After giving up drinking, there were other challenges, not the least of which was his relationship with Parkinson’s disease. Despite the doctors’ diagnoses and his increasingly violent tremors, Fox was in deep denial. “Bad enough I had allowed P.D. to own me, but by my silence—cutting my wife and family off from the experience—I had made them slaves to it as well,” he writes. It would be early 1994 before he made another appointment with a neurologist and started to take ownership of his disease.

He also had to grapple with his workaholic tendencies. For as long as he could remember, he writes that he possessed a “keep-your-head-down-and-keep-moving mentality.” Even after his early successes brought financial security, he remained obsessed with work and box-office success. Although Tracy encouraged him to be choosy and to take only the roles he really wanted, he rationalized that having a family necessitated his continued work, even if that meant lengthy periods away from home.

“It is one of the great ironies of my life that only when it became virtually impossible for me to keep my body from moving would I find the peace, security and spiritual strength to stand in one place,” Fox writes. “I couldn’t be still until I could—literally—no longer keep still.”
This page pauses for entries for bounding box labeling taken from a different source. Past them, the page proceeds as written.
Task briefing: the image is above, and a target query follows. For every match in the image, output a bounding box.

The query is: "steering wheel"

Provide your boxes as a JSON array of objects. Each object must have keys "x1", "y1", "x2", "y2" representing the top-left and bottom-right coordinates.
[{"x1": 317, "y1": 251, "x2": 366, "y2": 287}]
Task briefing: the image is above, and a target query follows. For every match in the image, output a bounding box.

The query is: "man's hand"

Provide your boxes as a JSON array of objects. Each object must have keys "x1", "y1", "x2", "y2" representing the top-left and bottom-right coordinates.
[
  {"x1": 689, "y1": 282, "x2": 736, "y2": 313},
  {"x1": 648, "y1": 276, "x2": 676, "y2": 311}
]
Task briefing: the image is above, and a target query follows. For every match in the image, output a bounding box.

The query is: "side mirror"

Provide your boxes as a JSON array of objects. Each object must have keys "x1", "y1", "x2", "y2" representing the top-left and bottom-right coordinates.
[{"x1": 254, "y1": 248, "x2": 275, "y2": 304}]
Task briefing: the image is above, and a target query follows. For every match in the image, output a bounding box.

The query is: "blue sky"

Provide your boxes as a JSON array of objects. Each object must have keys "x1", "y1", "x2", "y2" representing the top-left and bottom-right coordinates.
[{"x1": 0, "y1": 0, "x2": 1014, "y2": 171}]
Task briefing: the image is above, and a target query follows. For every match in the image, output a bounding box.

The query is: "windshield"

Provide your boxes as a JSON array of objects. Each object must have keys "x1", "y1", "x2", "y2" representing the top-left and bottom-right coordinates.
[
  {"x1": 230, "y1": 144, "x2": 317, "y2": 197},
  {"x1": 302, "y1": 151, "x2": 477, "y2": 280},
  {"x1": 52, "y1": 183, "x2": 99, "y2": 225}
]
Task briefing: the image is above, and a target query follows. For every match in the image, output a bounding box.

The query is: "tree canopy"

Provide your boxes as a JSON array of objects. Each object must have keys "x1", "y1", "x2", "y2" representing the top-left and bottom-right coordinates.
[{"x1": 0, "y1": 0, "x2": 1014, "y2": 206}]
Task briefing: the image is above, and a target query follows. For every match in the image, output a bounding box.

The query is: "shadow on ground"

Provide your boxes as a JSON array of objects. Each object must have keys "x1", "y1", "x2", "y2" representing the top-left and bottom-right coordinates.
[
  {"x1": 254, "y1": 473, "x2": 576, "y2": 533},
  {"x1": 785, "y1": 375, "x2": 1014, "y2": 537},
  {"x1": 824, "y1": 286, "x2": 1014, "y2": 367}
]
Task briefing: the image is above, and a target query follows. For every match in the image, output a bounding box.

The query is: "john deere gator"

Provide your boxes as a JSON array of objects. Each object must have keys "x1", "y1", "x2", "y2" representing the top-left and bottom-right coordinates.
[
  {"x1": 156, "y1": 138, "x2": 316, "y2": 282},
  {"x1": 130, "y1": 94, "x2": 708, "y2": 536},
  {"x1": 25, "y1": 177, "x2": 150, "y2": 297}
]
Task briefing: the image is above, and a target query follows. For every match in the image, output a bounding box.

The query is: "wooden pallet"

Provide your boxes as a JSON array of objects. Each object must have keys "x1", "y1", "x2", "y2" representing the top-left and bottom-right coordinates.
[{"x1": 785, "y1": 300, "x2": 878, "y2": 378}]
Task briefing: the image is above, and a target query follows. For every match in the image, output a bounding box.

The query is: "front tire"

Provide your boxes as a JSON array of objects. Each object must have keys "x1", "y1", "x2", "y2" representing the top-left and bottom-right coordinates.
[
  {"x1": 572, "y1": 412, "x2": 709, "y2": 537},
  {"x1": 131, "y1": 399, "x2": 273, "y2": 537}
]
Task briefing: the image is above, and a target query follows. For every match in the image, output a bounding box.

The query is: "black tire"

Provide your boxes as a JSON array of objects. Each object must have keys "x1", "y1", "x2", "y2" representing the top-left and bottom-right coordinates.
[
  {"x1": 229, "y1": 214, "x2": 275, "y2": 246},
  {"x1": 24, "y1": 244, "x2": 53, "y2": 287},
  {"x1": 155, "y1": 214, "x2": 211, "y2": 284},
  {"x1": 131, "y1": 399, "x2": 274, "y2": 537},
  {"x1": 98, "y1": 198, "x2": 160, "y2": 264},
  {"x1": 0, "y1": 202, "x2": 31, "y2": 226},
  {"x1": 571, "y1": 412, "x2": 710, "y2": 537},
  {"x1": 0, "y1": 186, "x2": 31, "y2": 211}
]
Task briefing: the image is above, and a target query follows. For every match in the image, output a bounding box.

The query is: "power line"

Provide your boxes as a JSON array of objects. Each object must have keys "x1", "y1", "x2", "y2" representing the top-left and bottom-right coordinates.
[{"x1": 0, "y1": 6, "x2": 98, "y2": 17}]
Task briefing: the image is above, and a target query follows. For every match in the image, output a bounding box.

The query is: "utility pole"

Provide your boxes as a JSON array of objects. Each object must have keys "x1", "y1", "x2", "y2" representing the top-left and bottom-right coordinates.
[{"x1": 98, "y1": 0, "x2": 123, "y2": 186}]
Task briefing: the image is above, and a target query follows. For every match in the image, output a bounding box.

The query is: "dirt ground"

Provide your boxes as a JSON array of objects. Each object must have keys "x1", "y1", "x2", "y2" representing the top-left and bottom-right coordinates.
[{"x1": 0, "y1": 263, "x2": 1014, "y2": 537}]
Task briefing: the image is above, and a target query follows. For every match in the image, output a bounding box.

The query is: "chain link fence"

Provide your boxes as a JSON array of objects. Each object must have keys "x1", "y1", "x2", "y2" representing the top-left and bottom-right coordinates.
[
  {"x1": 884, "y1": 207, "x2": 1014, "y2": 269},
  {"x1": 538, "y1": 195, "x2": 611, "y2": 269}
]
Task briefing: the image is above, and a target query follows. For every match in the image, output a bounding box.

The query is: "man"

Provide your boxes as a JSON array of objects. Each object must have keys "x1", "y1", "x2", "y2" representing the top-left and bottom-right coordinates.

One of the first neurosurgeons he had seen—and rejected— had predicted Fox had a good 10 years left for acting. That was in 1991. By 1996, Fox was settling into the kind of job he had long envisioned—living and working in New York on the hit TV series Spin City. The situation was nearly perfect, he says, but, still, it had its stresses, especially as his disease progressed.

On New Year’s Eve 1999, the Fox family, which by then included twin daughters Schuyler and Aquinnah, was vacationing at St. John in the U.S. Virgin Islands. Snorkeling in the crystalline waters, they spotted a sea turtle. As it glided effortlessly, grazing on sea grasses, Fox continued to swim a respectful distance behind it. He noticed a chunk missing from a flipper and wondered what kind of ordeals the turtle had survived.

When he got out of the water, he had a revelation that he still doesn’t completely understand. He told Tracy he would retire from his hit TV series Spin City. Just like that. Good, she said, and hugged him.